La prevenzione nel caso di rischio valanghe consiste innanzitutto nel conoscere quali sono le aree dove i fenomeni si verificano. Le valanghe, infatti, si hanno quasi sempre negli stessi luoghi: aree di alta montagna con terreni rocciosi nudi, prive per lo più di copertura vegetale.
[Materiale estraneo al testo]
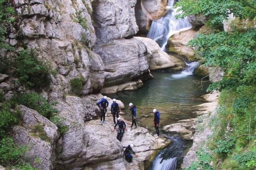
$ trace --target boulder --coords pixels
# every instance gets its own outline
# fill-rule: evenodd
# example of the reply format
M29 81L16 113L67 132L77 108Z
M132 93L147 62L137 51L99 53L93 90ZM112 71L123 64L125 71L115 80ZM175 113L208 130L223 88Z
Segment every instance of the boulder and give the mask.
M191 28L180 31L172 35L168 40L167 51L174 53L186 57L189 62L197 61L194 50L187 46L188 42L194 39L198 34L198 29Z
M95 0L92 2L97 42L131 37L139 31L134 8L136 0Z
M181 120L177 123L166 125L163 129L173 133L181 135L184 140L192 140L196 125L198 122L196 118Z
M0 89L2 89L4 91L12 90L12 87L8 84L4 82L0 84Z
M188 15L188 20L192 26L202 26L205 23L206 18L204 15L200 14L198 15Z
M0 83L4 81L9 77L9 76L6 74L0 73Z
M204 67L202 65L195 69L193 73L194 75L203 77L207 77L209 75L208 67Z
M104 86L122 84L148 74L147 48L135 38L97 45L94 51L100 56L105 66Z
M184 62L180 59L167 54L152 39L140 37L134 38L145 44L148 52L151 54L147 55L149 57L147 58L150 70L173 67L182 69L184 66Z
M135 90L143 85L143 82L139 79L137 81L131 81L121 85L104 87L101 89L100 93L104 94L115 94L122 91Z
M54 163L52 161L55 159L55 141L59 137L58 128L36 111L23 105L18 108L23 115L22 126L13 128L15 143L28 146L29 150L26 152L26 158L33 166L44 170L53 169ZM41 163L36 163L35 158L40 159Z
E’ importante evitare le aree a rischio nei periodi in cui si prevedono i distacchi, frequenti all’inizio della primavera quando l’innalzamento delle temperature può essere tale da provocare lo scioglimento repentino delle masse nevose.

Prima

  • Consulta sempre i bollettini neve e valanghe che forniscono indicazioni rapide e sintetiche sul pericolo di valanghe con una scala da 1 a 5;
  • Informati dalla Società di gestione degli impianti delle condizioni di innevamento e dei versanti;
  • Non rimanere mai da solo: affinché sia reso possibile l’autosoccorso, è essenziale che almeno uno dei componenti della comitiva non venga travolto dalla valanga;
  • Rispetta la segnaletica e le indicazioni presenti sulle piste riguardo le condizioni dei percorsi sci – alpinistici e di discesa fuori pista;
  • Evita di passare attraverso versanti a forte pendenza con notevole innevamento, specialmente nelle ore più calde;
  • Evita l’attraversamento di zone sospette come pendii aperti, canaloni, zone sottovento;
  • Quando ti muovi utilizza i punti più sicuri del terreno, come rocce e tratti pianeggianti;
  • Equipaggiati di un apparecchio di ricerca in valanga (ARTVA), di una sonda leggera per l’individuazione del punto esatto in cui si trova la persona sepolta e di una pala per potere rimuovere velocemente la neve: nella maggior parte dei casi la profondità di seppellimento si aggira intorno al metro. Questo equipaggiamento deve essere in possesso di ogni componente della comitiva.

Durante

  • Ricorda che in caso di valanga la neve tende ad accumularsi nella zona centrale e quindi potrebbe essere più facile trovare una via di fuga laterale;
  • Cerca di mantenere uno spazio libero davanti al petto;
  • Muovi braccia e gambe, come se nuotassi, per cercare di avvicinarti al margine della valanga e di rimanere in superficie.

(Fonte: Dipartimento Nazione di Protezione Civile http://www.protezionecivile.gov.it)

In caso di escursione in montagna

Prima di affrontare un’escursione in montagna:

– Informati presso la Società di gestione degli impianti delle condizioni di innevamento e dei versanti;
– Consulta sempre il bollettino neve, che indica il pericolo in una scala da 1 a 5: ti puoi collegare per avere tutte le informazioni al sito di Aineva, l’associazione delle regioni per il bollettino su neve e valanghe o a quello di Meteomont, il bollettino realizzato dal comando truppe Alpine in collaborazione con il Corpo forestale dello Stato e il servizio meteorologico dell’Aeronautica Militare;
– Non rimanere mai da solo: affinché sia reso possibile l’autosoccorso, è essenziale che almeno uno dei componenti della comitiva non venga travolto dalla valanga;
– Rispetta la segnaletica e le indicazioni presenti sulle piste riguardo le condizioni dei percorsi sci – alpinistici e di discesa fuori pista;
– Evita di passare attraverso versanti a forte pendenza ed a notevole innevamento, specialmente nelle ore più calde;
– Evita l’attraversamento di zone sospette come pendii aperti, canaloni, zone sottovento. Quando ti muovi utilizza i punti più sicuri del terreno, come rocce e tratti pianeggianti;
– Durante le uscite in alta montagna è utile portare con sè l’apparecchio ARTVA: un trasmettitore sempre attivo, anche in caso di perdita di coscienza e che segnala la presenza sotto neve e valanghe: nella maggior parte dei casi la profondità di seppellimento si aggira intorno al metro. L’equipaggiamento sopra menzionato deve essere in possesso di ogni componente della comitiva;
– In caso di nevicate intense individua un percorso sicuro per raggiungere un riparo;
– Comunica a familiari o amici il luogo in cui intendi recarti;
– Evita di avventurarti in zone pericolose o poco conosciute;
– Rispetta la segnaletica esposta nei comprensori sciistici.
Gli altri materiali per il soccorso sono costituiti da una sonda leggera per l’individuazione del punto esatto in cui si trova la persona sepolta ed una pala per potere liberare il più velocemente possibile una persona sepolta: in genere la profondità di seppellimento si aggira intorno al metro.